Dennis Wetherington (1807-1885)
Dennis Wetherington, an early settler of Lowndes County, was born in South Carolina, October 1, 1807, a son of Peter Wetherington.  He moved to Lowndes County with his parents between 1825 and 1830. In 1831, he first married Sarah Carter, a daughter of Captain Jesse Carter and Mary “Molsy” Touchton. The couple settled on a farm in the present day Naylor District. Dennis Wetherington was baptized into the membership of Union Church, February 11, 1832, and was dismissed by letter to join in constituting Unity Church nearer his home, about 1842. Molsy Carter Wetherington died about 1850. After her death, Mr. Wetherington married 2) Rebecca Roberts, daughter of John C. Roberts, who lived on Cow Creek. Upon Rebecca’s death, he married her sister, Elizabeth Roberts. This according to Folks Huxford.
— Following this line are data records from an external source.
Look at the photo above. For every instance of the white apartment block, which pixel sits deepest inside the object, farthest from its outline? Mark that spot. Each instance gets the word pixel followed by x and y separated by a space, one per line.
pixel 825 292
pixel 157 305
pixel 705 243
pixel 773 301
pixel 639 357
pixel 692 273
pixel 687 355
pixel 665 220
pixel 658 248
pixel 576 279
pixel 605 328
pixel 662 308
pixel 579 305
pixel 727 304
Henry Strickland (1794-1866)
Henry Strickland was born in 1794 in Georgia.  He married Sarah Lanier November 6, 1820 in Effingham County, GA. He moved his family to Lowndes County about 1831 and settled in Captain Caswell’s District.  The 1834 Lowndes County tax digest shows he owned 930 acres in Lowndes County, 400 acres in Effingham County, 490 acres in Appling, 490 acres in Thomas County, 250 acres in Baker county, 2027 acres in Lee County, and 2027 acres in Meriwether County. Henry Strickland was Justice of Lowndes Inferior Court from 1833 to 1837 and again from 1857 to 1859;  December 23, 1835 appointed commissioner to select the site of the Lowndes County courthouse and jail; Major of the 138th Battalion, Georgia Militia, 1836 to 1838 – participated in actions at the Little River; December 22, 1837, appointed to the board of trustees for the proposed Lowndes County Academy at Troupville; Primitive Baptist; affiliated with Friendship Church along with wife, Sarah, soon after moving to Lowndes County;  membership received by letter in March, 1846 at Old Antioch Church, now in Echols county,  elected church clerk;  died 1866.